On the board, we write the integers $1, 2, 3, \dots, 2019$. At each minute, we pick two numbers on the board $a$ and $b$, delete them, and write down the number $s(a + b)$ instead, where $s(n)$ denotes the sum of the digits of the integer $n$. Let $N$ be the last number on the board at the end. Is it possible to get $N = 19$? Is it possible to get $N = 15$?
Problem
Source: 2019 Pan-African Shortlist - C2
Tags: number theory, combinatorics, sum of digits
18.01.2021 04:59
a. We claim that the sum of the numbers on the board is invariant $\mod 9$. On any move, the sum of all the numbers on the board changes by $s(a+b)-a-b$, where $a$ and $b$ are the numbers involved. Since it is well known that the sum of the digits of any number is equal to the number $\mod 9$, the claim is proven.
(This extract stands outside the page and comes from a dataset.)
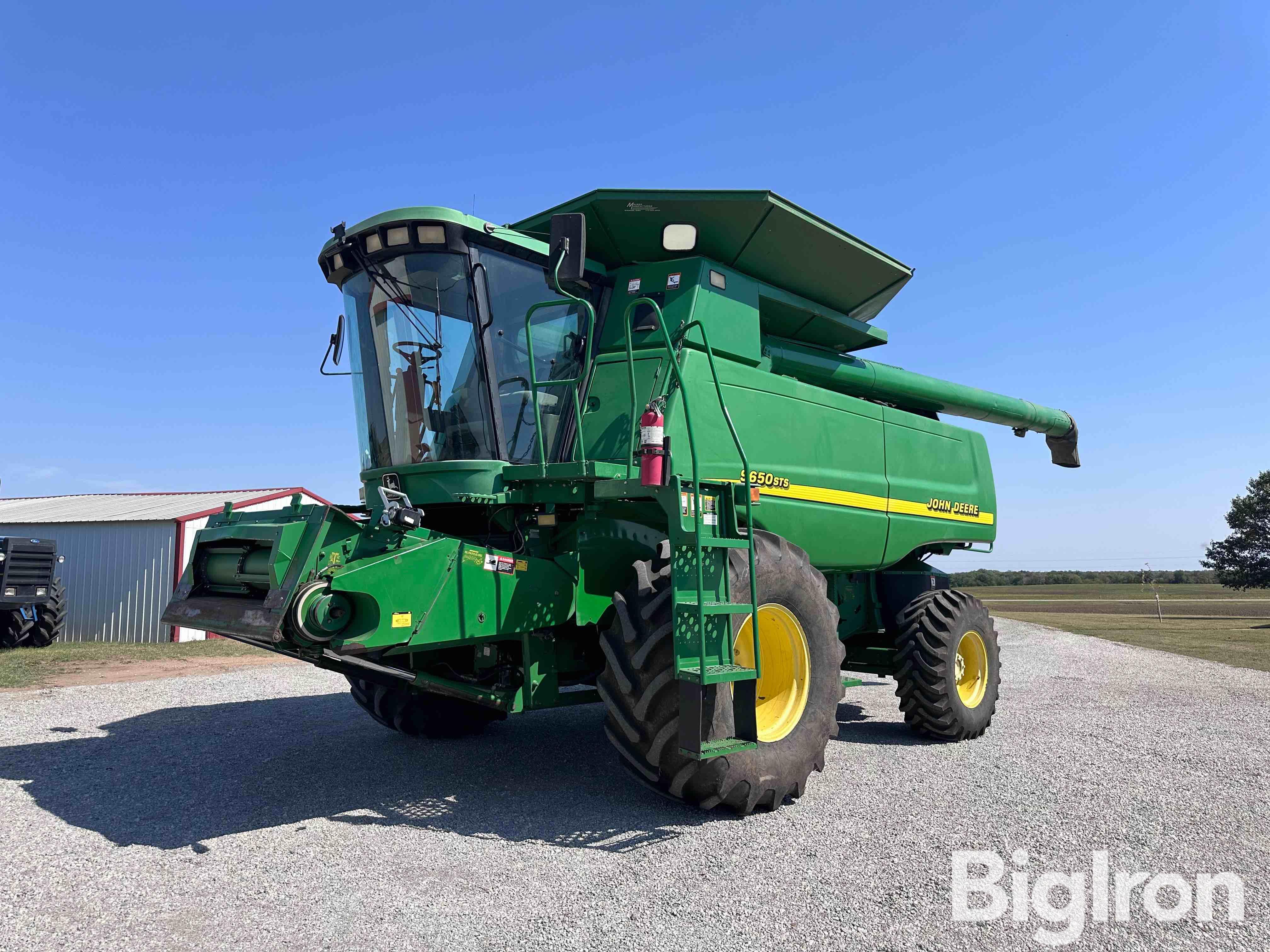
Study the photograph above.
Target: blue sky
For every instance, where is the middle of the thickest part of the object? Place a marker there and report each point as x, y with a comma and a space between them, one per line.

For $N=19$ to be possible, we need the sum of all numbers to be $1\pmod 9$. However, the sum of the numbers is actually $\frac{2019\cdot 2020}{2}=2019\cdot 1010\equiv 3\cdot 2=6 \pmod 9$, so it is impossible.
18.01.2021 05:17
b. We claim that it is possible. Combine the values $n$ and $2020-n$ for $1\le n \le 1009$ other than $n=9,60$. Then every combined value will be the sum of the digits of $2020$, which is $4$. The other values are $9,60,1010,1960,2011$. Then do $1010,1960,2011\rightarrow 1010, 20\rightarrow 4$. After this, we have $1008$ values of $4$, and one $9$ and one $60$. Only do operations that don't consist of the $9$ or the $60$ until there is only one number left other than these two. It is clear that doing this operation on two single-digit numbers must result in a single-digit number, so the final result must be a single digit. Because of the invariant, the sum of all numbers on the board must be $6\pmod 9$, and since the $9$ and the $60$ contribute $6\pmod 9$, the sum of the other numbers must be a multiple of $9$. However, since it must be a single-digit number, it must be either $0$ or $9$. Either way, combining this number with $9$ still gives $9$, and then combining the last two numbers $9,60$ gives us $15$, so it is possible.